Module 3: Observability & Monitoring
Overview
Learn how to monitor Azure resources, set up dashboards, analyze logs, and configure alerts for proactive reliability.
Lesson 3.1: Monitoring & Observability Fundamentals
- Importance of monitoring for SREs
- Three pillars: Metrics, Logs, Traces
- Analogy: Car dashboard for observability
Lesson 3.2: Azure Monitor Basics
- Collect and visualize performance data
- Create dashboards and set alerts
- Demo:
- Open Azure Monitor in the portal
- Add CPU and network charts for a VM
Lesson 3.3: Log Analytics & Application Insights
- Query logs and monitor applications
- Demo:
- Enable Application Insights for a web app
- Run a Log Analytics query:
search * | where Level == "Error"
Lesson 3.4: Alerts & Notifications
- Set up proactive alerts and notifications
- Tune alert rules for actionable insights
- Demo:
- Create an alert for CPU > 70%
- Trigger alert and receive email notification
Assessment
- Quiz and dashboard creation lab
Troubleshooting Tips & Common Mistakes
- If metrics are missing, check that monitoring is enabled for the resource.
- Alerts not firing? Verify thresholds and notification settings.
- Common mistake: Not configuring Log Analytics workspace for logs.
- Use tags to organize resources for easier monitoring.
Visual Guide
Sample Azure Monitor dashboard.
Quick Quiz
- What are the three pillars of observability?
- How do you set up an alert for high CPU usage?
- What is the role of Application Insights?
Discuss your answers in the course forum or with your instructor.
Community & Discussion
- Join the Azure SRE Learners Forum to ask questions, share projects, and connect with peers.
Goal: Set up monitoring and alerts for a virtual machine.
Tasks:
- Deploy a Linux VM in Azure.
- Enable Azure Monitor and Application Insights for the VM.
- Create a dashboard showing CPU and memory usage.
- Set an alert for CPU > 70% and trigger it with a stress test.

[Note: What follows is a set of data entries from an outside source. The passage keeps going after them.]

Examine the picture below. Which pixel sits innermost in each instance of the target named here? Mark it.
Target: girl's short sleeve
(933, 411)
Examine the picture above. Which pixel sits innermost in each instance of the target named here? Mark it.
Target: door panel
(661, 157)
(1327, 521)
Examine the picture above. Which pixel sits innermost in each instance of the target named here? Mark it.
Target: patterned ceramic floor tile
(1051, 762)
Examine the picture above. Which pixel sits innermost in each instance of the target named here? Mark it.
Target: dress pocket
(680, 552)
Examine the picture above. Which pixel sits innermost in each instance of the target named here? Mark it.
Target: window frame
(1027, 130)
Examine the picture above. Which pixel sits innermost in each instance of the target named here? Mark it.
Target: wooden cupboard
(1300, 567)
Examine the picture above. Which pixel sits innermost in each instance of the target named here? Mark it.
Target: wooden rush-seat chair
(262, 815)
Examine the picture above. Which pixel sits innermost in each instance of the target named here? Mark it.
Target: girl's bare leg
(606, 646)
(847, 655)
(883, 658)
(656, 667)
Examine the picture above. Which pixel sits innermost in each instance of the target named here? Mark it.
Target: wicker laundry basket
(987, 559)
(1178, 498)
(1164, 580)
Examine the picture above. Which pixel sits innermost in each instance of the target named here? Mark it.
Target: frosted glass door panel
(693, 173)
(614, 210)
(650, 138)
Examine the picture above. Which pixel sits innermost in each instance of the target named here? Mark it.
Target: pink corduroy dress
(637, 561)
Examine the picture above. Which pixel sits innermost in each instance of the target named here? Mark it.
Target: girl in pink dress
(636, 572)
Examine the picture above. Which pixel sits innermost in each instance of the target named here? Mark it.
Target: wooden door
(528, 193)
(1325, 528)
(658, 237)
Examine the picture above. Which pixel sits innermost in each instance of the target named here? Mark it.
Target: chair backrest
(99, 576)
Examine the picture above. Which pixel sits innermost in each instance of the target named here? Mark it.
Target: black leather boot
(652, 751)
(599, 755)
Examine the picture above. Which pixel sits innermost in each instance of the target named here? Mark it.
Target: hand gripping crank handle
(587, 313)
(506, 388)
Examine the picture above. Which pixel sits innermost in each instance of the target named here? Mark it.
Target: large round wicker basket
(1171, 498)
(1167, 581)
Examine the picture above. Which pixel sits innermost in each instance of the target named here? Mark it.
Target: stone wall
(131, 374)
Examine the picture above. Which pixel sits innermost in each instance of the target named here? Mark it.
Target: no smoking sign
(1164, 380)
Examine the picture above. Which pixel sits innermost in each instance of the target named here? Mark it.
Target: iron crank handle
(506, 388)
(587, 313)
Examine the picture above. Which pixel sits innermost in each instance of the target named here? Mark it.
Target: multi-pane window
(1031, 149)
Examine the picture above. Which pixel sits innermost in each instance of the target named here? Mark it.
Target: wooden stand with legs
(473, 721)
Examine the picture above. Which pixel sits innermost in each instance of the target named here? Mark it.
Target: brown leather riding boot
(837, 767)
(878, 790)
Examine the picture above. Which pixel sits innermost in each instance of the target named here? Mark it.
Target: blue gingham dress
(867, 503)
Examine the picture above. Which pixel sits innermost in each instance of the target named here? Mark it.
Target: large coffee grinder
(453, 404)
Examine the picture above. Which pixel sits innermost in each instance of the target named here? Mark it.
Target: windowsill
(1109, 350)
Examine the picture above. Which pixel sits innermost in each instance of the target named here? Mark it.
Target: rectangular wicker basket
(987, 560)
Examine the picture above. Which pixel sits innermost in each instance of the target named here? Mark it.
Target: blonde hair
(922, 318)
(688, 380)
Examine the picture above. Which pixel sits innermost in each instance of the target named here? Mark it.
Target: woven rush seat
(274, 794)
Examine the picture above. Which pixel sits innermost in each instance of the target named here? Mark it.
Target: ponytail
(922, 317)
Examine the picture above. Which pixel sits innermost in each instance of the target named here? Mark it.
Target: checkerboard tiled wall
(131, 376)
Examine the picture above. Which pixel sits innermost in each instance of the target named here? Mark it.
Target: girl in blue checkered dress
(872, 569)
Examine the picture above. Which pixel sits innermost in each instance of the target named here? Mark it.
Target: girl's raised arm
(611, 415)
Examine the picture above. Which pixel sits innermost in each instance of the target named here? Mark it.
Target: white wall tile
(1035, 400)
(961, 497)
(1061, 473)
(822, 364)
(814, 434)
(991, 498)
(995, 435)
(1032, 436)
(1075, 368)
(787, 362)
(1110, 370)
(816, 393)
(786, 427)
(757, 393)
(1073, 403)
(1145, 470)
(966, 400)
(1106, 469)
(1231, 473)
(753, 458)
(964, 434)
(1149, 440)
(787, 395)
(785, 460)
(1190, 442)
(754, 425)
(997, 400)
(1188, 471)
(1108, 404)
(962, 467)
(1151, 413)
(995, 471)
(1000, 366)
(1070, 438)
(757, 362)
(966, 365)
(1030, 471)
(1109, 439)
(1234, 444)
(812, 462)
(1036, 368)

- Review logs and metrics in Log Analytics.
Submission:
- Submit screenshots of your dashboard, alert, and log query results.
Hands-On Assignment
Scenario: You need to monitor a web app for performance and errors.
Instructions:
- Describe three key metrics and logs you would track for a web app.
- Explain how you would set up alerts for critical issues.
- Share your monitoring plan in the course forum or with your instructor.